Já fui questionado diversas vezes se, no meu entender, a Reforma Tributária Federal impactaria a nossa Reforma Estadual.

Sempre disse que sim pois a proposta em discussão no Congresso Nacional é justamente extinguir o ICMS, e em seu lugar, ser criado o IVA – Imposto sobre Valor Agregado.

Também me perguntaram reiteradas vezes se eu entendia que a Reforma Estadual deveria ser suspensa em função da Reforma Federal, considerando que uma afetaria a outra. E minha resposta, mesmo pensativo, foi sempre: Não.

Reconheço ser um certo contrassenso, mas existem explicações que eu gostaria de compartilhar.

Em primeiro lugar, há de considerarmos que o Governo Federal vem tocando no tema Reforma Tributária há anos, nunca tendo efetivado seu discurso. Entra Governo, saí Governo, e nada. Como acreditar que justamente agora, a Reforma sairá (ao menos na amplitude em que divulgada)? E mais que isso, como assegurar que o ICMS dos Estados será envolvido?

Reconheço obviamente que esta alteração está no projeto em desenvolvimento e que os ares em Brasília estão propícios às mudanças, mas temos certeza que nosso imposto estadual será afetado a ponto de suspendermos de cara, nossa Reforma Estadual?

Em segundo lugar, o fato de que a própria Receita Federal tem dúvidas sobre os termos da Reforma Tributária.
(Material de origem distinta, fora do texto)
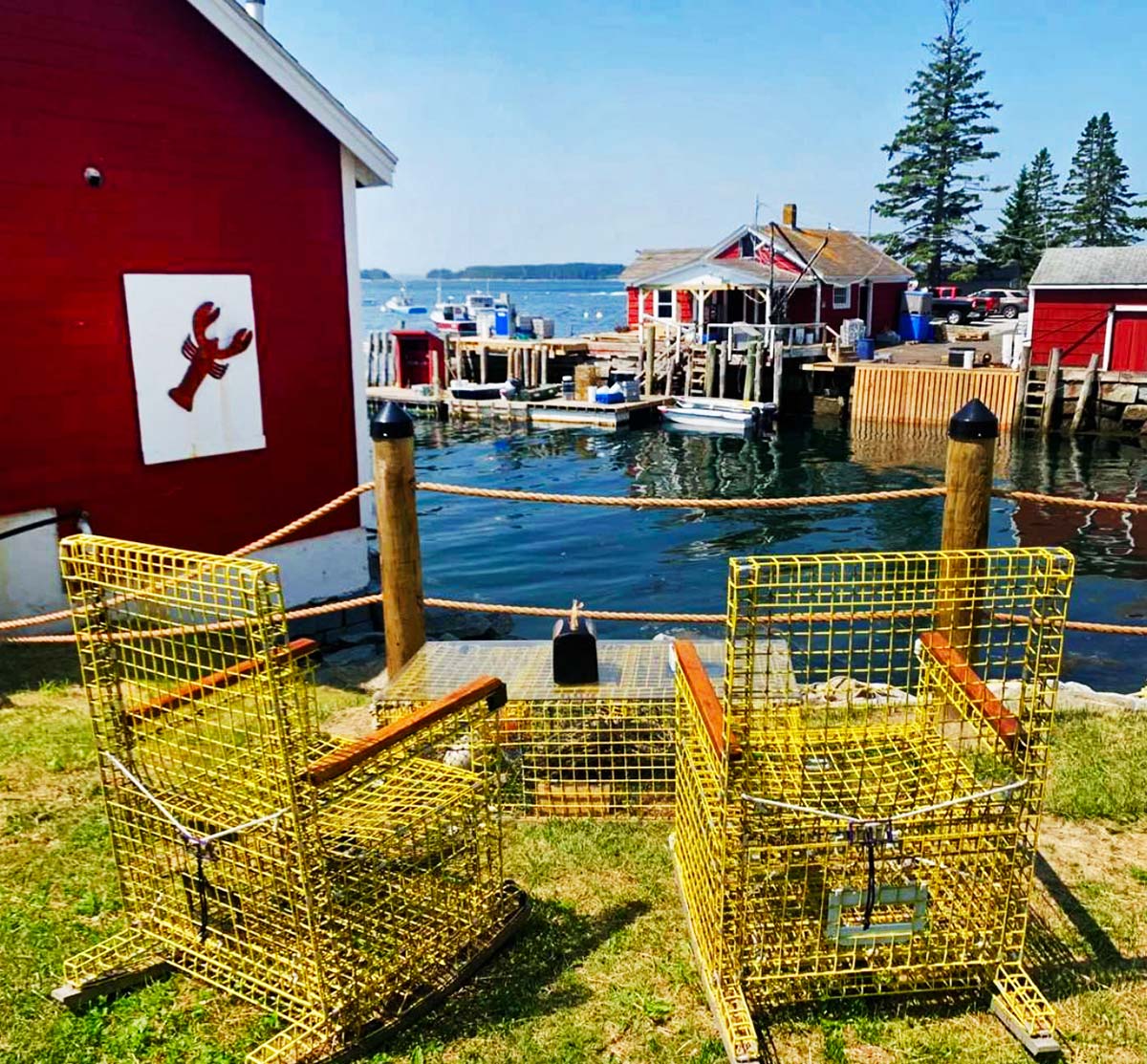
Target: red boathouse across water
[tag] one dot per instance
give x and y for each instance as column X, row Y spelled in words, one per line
column 1091, row 300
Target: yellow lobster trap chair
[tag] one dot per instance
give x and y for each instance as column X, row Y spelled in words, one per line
column 341, row 884
column 858, row 813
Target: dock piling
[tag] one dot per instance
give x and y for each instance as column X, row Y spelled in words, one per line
column 710, row 368
column 750, row 372
column 400, row 552
column 972, row 436
column 649, row 354
column 1050, row 387
column 1087, row 390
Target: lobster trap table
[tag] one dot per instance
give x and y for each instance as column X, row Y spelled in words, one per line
column 595, row 749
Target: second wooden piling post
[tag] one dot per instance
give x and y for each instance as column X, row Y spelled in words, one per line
column 400, row 552
column 651, row 348
column 1050, row 389
column 972, row 436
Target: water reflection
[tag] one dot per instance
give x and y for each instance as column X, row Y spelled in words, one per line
column 677, row 559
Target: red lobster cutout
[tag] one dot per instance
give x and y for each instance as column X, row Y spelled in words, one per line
column 205, row 355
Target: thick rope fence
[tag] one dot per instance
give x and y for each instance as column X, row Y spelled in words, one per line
column 624, row 501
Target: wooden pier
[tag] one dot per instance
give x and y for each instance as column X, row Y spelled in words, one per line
column 441, row 404
column 928, row 395
column 533, row 361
Eis o porque, esta semana, foi anunciado o início da Reforma em 3 etapas, sendo o PIS, o menor tributo sobre a receita, escolhido como “tributo-teste”. Para mim, ao mesmo tempo que este ato representa a prudência necessária ao momento, representa a incerteza dos resultados.

Em terceiro, o fato de que pouquíssimos Estados chegaram a discutir com o Governo Federal exaustivamente a Reforma, o envolvimento do ICMS, sua extinção e principalmente, sua repartição, o que abarca também aspectos da famigerada Guerra Fiscal e um ponto muito sensível: os Estados cederem a gestão de sua principal fonte de arrecadação ao Governo Federal.

Existem muitas outras razões, como a complexidade do impacto orçamentário, disputas políticas, questões legais – como a realização da Reforma por meio de Medidas Provisórias e a necessidade de alteração da Constituição Federal para extinguir o ICMS e criar o IVA. Isso leva tempo.

Por outro lado, temos a nossa Reforma Tributária Estadual que precisa sair do papel para legalizar o caótico ICMS que hoje temos (ao menos até sua idealizada extinção), o qual vem gerando rios de processos administrativos, inadimplência autorizada judicialmente, afastamento de investimentos e tantos outros problemas.

Temos a opção de esperar a Reforma Tributária Federal para arrumar nossa casa ou temos a opção de não ficarmos parados.

Respeito todos aqueles que pensam diferente pois o tema é complexo e envolve custos de adaptação a cada alteração, todavia, não creio que aguardar o Governo Federal resolver nossos problemas estaduais seja uma boa ideia pelo que vejo do tema. Claro que amanhã posso queimar a língua, mas não vou deixar de fomentar este importante debate, pois este é um daqueles assuntos que virá à tona tão logo as discussões sobre a Reforma Estadual sejam retomados.

Carlos Montenegro é advogado tributarista.